Iran’s parliament has declared its dissatisfaction with President Hassan Rouhani, voting to reject his answers after grilling him over the deteriorating economy.
Rouhani’s appearance in parliament on Tuesday was the first time he had been summoned by parliament in his five years in power.
Members of parliament demanded explanations for unemployment, rising prices and the sharp depreciation of the rial, which has lost more than half of its value since April.
The MPs, who have already impeached his labour and economy ministers this month, were unimpressed with the answers.
In votes at the end of the session, they expressed dissatisfaction with Rouhani’s responses to four of their five questions on the economy, which will now be referred to the judiciary for review.
There were conflicting reports about what would follow from the vote: several Iranian news agencies said Rouhani’s case would now be referred to the judiciary, although the spokesman for the parliamentary leadership, Behrouz Nemati, said the MPs needed to hold further discussions before that would take place.
Rouhani has been under intense pressure since US President Donald Trump withdrew from a landmark nuclear deal between Iran and several world powers, worsening an economic crisis and sparking a series of domestic protests.
In Tuesday’s session, he blamed Iran’s economic woes on an “American conspiracy” and urged parliament to support his cabinet.
“There is an anti-Iran group sitting in the White House that is planning a conspiracy against us,” Rouhani said. “But together we will tackle this phase.
“It should not be said we are facing a crisis. There is no crisis. If we say there is, it will become a problem for society and a threat,” he said.
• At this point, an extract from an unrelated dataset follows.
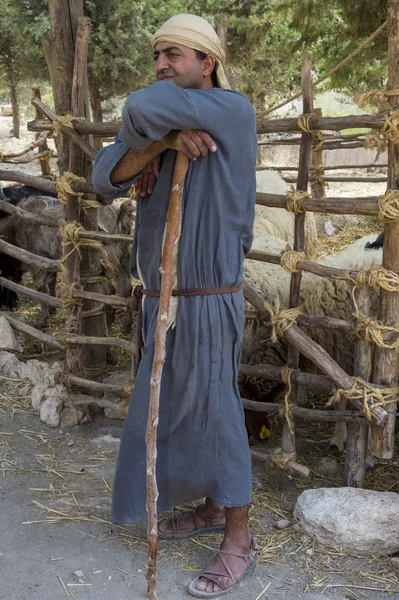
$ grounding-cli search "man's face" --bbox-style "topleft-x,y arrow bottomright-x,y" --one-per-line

While Rouhani and his cabinet run Iran’s day-to-day affairs, ultimate authority lies with the Supreme Leader, 79-year-old Ayatollah Ali Khamenei, in power since 1989. Weakening the pragmatists now could affect the successor chosen to follow Khamenei.
For now, Rouhani’s own position appears safe. The judiciary may determine that he broke the law and parliament has the power to impeach him, but experts on Iranian politics say power struggles are more likely to play out indirectly.
“The parliament’s move is politically motivated and indicates that tensions would increase in the Islamic Republic in coming months,” Saeed Laylaz, an Iranian economist, told Reuters by telephone from Tehran.
“Iranian political factions have always used international issues to pursue their domestic gains,” he added.